Nuclear

Nuclear Plant Shut Down Due to Jellyfish

O3Courtesy: OKG

At noon on Sunday, Sept. 29, 2013, Oskarshamn Unit 3 (O3) was manually shut down due to a large amount of jellyfish present at the cooling water intake.

Operations management chose to disconnect the facility from the grid as a preventive safety measure rather than risk an automatic shutdown due to insufficient cooling in the condenser. The function of the cooling water in the condenser is to condense the steam exhausted from the turbine generator so that it can be pumped back into the reactor vessel. The cooling water in the condenser has no direct contact with the cooling water in the reactor vessel, but it does act as the heat sink for the reactor coolant.

O3 is a 1,400-MW nuclear plant located 30 kilometers north of the town of Oskarshamn on Sweden’s east coast. The Oskarshamn facility includes three units, which are owned and operated by OKG. Together the plants account for 10% of the total electricity generation in Sweden. The 473-MW O1 was commissioned in 1972 and was Sweden’s first commercial nuclear power unit. The 638-MW O2 began operation in 1974. O3 was put into commercial operation in 1985 and is the world’s largest boiling water reactor.

O3 has suffered recurrent operational disturbances over the last several weeks due to a number of separate independent failures in the facility. On Sept. 1, a control valve in the conventional turbine system caused a shutdown of the plant. This was followed by problems with another control valve in the turbine plant and a failure in the protective equipment for the facility’s transformers. In connection with a disturbance in the internal power supply system that occurred on Sept. 10, a leakage of cooling water was detected in the generator at O3. The leakage was repaired and the facility began supplying electricity to the grid again on Wednesday, Sept. 25. Now the problem with jellyfish has forced the plant offline again.

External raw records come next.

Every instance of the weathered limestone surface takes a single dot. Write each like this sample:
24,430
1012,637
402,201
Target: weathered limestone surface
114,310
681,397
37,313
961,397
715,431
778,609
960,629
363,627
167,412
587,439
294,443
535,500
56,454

The company reported that the entire O3 organization has done a very good job dealing with the issues. The fact is that O3 had been operating very reliably throughout 2013 until the recent struggles. It was within about one month of generating more electricity than ever before during a single calendar year. The trouble arose at a most inopportune time as a new winter season approaches, bringing increased energy consumption. Nuclear power is an important component of Sweden’s electricity system and helps maintain stability throughout the grid.

Of course, problems with condenser fouling are not isolated to the plants in Sweden. POWER has reported previously on problems at plants in Scotland and Israel, and issues with jellyfish have been witnessed at plants in Japan and many other countries. Many plants throughout the United States face fouling issues caused by fish and other aquatic life too.